For some, achieving the push up from the toes can be a benchmark of fitness, signaling a level of strength and fitness perhaps previously unachieved. For others, push ups are something done hundreds, even thousands of times in bootcamps and training camps.
Whether you’re bored with the standard push up or you’re looking for new ways to build strength, the following series of videos will walk you through good form, progressions, and a slew of variations. I challenge you to not be challenged by one of these push ups. Which one are you going to take on?
The Basic Push Up Variations
In this video, Coach Traver Boehm shows up some push up basics and then some advanced versions. Watch for tips and to see if you’re following good form in these five variations:
- Knee Push Up
- Toe Push Up
- Clapping Push Up
- Dive Bomber Push Up
- Spiderman Push Up
Dive Bomber Push Ups
Those dive bomber push ups look like they’re probably great for shoulder strength and mobility, right?
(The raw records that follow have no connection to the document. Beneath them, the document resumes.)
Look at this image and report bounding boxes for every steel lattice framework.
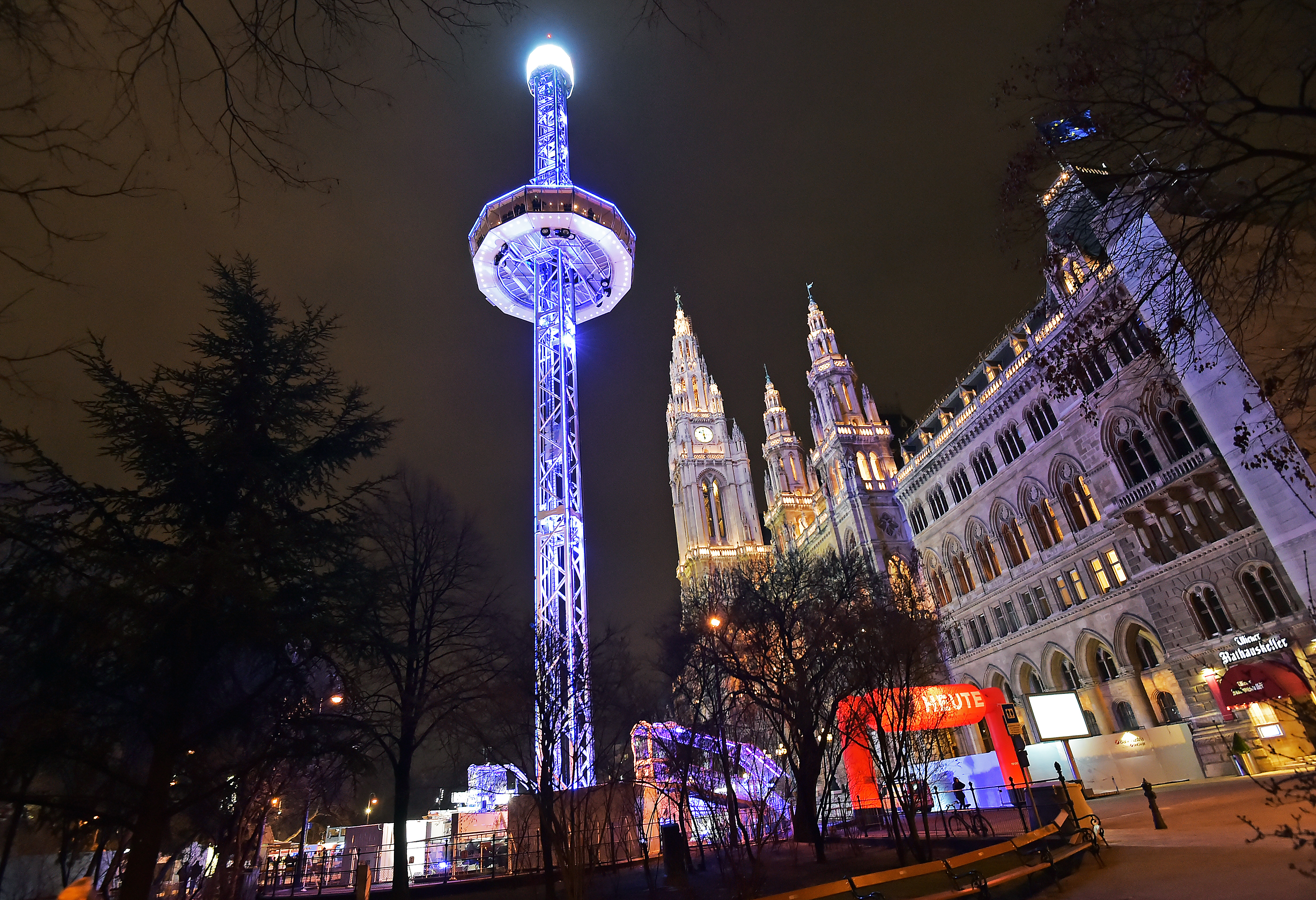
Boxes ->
[470,46,636,788]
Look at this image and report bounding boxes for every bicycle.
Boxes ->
[946,805,996,837]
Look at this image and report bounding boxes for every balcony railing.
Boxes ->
[1111,446,1215,513]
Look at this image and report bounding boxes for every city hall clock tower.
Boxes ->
[667,294,769,580]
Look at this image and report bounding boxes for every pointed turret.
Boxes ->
[763,366,813,505]
[667,294,766,576]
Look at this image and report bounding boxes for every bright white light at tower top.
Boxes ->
[525,43,575,87]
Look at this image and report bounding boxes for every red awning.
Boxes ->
[1220,662,1311,707]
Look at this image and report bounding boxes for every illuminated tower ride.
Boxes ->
[470,45,636,788]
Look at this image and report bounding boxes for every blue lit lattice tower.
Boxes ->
[470,45,636,789]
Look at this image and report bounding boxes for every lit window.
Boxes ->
[1087,557,1111,593]
[699,478,726,546]
[1055,575,1074,609]
[854,453,873,482]
[1105,550,1129,586]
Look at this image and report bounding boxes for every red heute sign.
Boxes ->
[842,684,987,732]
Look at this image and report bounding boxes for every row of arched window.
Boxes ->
[1115,400,1211,487]
[1187,563,1296,638]
[913,474,1101,605]
[911,397,1059,531]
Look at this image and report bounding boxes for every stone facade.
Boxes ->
[898,170,1316,775]
[667,295,915,579]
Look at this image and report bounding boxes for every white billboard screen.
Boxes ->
[1028,691,1087,741]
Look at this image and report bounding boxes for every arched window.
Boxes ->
[1028,497,1065,550]
[973,447,996,484]
[1024,399,1059,441]
[973,526,1000,582]
[996,425,1025,466]
[945,541,975,595]
[1175,400,1211,447]
[869,451,887,479]
[1161,409,1192,459]
[1061,475,1101,531]
[1115,441,1147,487]
[1061,659,1083,691]
[887,555,913,599]
[1000,516,1033,566]
[928,484,950,520]
[1133,634,1161,668]
[1092,647,1120,681]
[1242,566,1292,622]
[950,468,971,503]
[1188,584,1233,638]
[699,475,726,546]
[1156,691,1183,725]
[926,564,954,606]
[909,503,928,534]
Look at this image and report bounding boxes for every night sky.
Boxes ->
[0,1,1059,658]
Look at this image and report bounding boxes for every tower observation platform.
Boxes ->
[469,45,636,789]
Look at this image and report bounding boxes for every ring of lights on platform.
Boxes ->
[525,43,575,97]
[474,204,634,322]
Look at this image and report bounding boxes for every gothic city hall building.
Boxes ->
[667,166,1316,776]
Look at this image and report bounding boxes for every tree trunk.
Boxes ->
[538,789,557,900]
[118,741,174,900]
[791,746,827,862]
[0,775,33,884]
[392,741,414,900]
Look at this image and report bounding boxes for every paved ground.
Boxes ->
[1058,778,1316,900]
[288,778,1316,900]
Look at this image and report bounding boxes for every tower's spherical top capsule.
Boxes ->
[525,43,575,94]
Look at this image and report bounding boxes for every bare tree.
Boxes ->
[682,551,890,862]
[345,472,499,897]
[1000,0,1316,472]
[840,605,945,862]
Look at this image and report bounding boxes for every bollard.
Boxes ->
[353,863,371,900]
[1142,778,1170,829]
[658,822,690,887]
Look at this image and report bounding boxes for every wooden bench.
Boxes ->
[765,809,1105,900]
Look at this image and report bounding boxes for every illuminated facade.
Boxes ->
[667,295,767,578]
[667,285,913,578]
[469,45,636,788]
[898,168,1316,776]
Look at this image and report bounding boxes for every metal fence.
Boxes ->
[258,825,657,897]
[828,780,1066,839]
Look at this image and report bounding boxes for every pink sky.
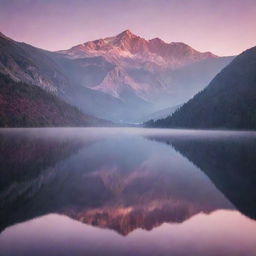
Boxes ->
[0,0,256,56]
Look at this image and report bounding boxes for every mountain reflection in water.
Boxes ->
[0,128,256,255]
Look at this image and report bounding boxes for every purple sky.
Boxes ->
[0,0,256,55]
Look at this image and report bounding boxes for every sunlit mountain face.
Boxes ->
[58,30,231,110]
[0,30,233,123]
Coach Ben Musholt goes into more depth on this classic push up and then adds three separate variations. Each of these make the dive bomber even more challenging:
- Wall-plank dive bomber – Place your feet low on the wall. Get into a crouched plank to start.
- Renegade row dive bomber – Perform a dive bomber push up with dumbbells in your hands. Then finish with a renegade row.
- BOSU ball dive bomber – Turn the ball upside down and clasp your hands on either side.
Wrist Push Ups
Your shoulders got a special workout on that last one, now what about your wrists? Wrist push ups – also know as back-of-the-hand push ups – can be a great way to develop wrist strength and mobility. But be forewarned, this is an advanced movement. So here are some tips from bodyweight and calisthenic expert Al Kavadlo:
- First become proficient at push ups, fist push ups, and fingertip push ups
- Start with one hand palm down and the other hand back-of the-hand down
- Use a soft surface to get the skin on your hand conditioned
Once you are able to perform solid wrist push ups for reps, you can try an even more advanced variation of this movement – the one-arm wrist push up. But wait! Maybe you should learn the regular one-arm push up first…
One-Arm Push Up
A one-arm push up is a mighty impressive party trick. It’s a mighty impressive thing to just pull off in the gym, too. Or your driveway. Or your living room. There are also a lot of different ways to train for the one-arm push up. Here are five of Al Kavadlo‘s favorites.
- Incline one-arm push up
- Self assisted one-arm push up
- L7 push up
- Negative one-arm push up
- Pistol position one-arm push up
Another Take on One-Arm Push Ups
Coach Ben Musholt literally wrote the book on push ups, and a whole lot of over exercises, too. Here, he demonstrates a simple progression for learning a one-armed push up. No special equipment is required, but the use of a medicine ball will add another variation to the drill.